Oceans also includes a deeper environmental message concerning the disappearing wonders of the sea.
The Scorecard
Comparing two documentaries on different subjects is not without its challenges. Both films spotlight animals that most people never see up close, outside of zoos. Both films include stunning cinematography — and on this point Oceans wins merely on the basis of wonder and variety. And both films include an environmental message, although that message is much more subtle in African Cats.
The difference in the two films comes in the storytelling. Oceans gives us vignettes of many types of marine life: fish and mammals, as well as birds and reptiles. The story is a global one, that emphasizes the interconnectedness of all ocean life.
Meanwhile, African Cats tells a very small story. Focusing on two particular families, one cheetah and one lion, the film gives us a personal story. The narration anthropomorphizes the action of the big cats, giving the audience more reason to care about them. The narration implies certain characteristics to the animals, but these are not necessarily realistic. Saying that the lion Kali is “looking to expand his empire to the south of the river” is not necessarily true, but it makes for great storytelling.
What is true is how African Cats emotionally invests us in the action. We are drawn into the stories of two mothers and their cubs. We want them to do more than survive, we want to see them succeed in achieving their goals. We want them to be happy, healthy, and safe. Unfortunately, on the Savannah safety is not always possible. Bad things happen. And though the film leaves out some gruesome details, it’s clear that the wilderness runs on the Darwinian law “survival of the fittest.”
Oceans seems more intent on telling an environmental message.
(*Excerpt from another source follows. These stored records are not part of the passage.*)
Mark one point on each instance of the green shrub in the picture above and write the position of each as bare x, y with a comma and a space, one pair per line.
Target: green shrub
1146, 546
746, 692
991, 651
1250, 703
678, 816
While this message seems especially appropriate because the film was released on Earth Day, it’s a bit overdone. By the time the film is finished, I felt I had been watching a public service announcement — not a film.
The Decision
For two great films so evenly matched, the decision comes down to one thing: storytelling. Oceans, for all its beauty, may help us connect to the ocean as a whole, but it fails to reach the emotional impact of a personal story. African Cats creates two simple stories. As I followed these stories to their inevitable conclusions, I was both saddened and pleased. I wanted to see Sita and Layla succeed as mothers, and in their own ways they both did.
African Cats wins the fight, and takes the title as Disneynature’s best release yet.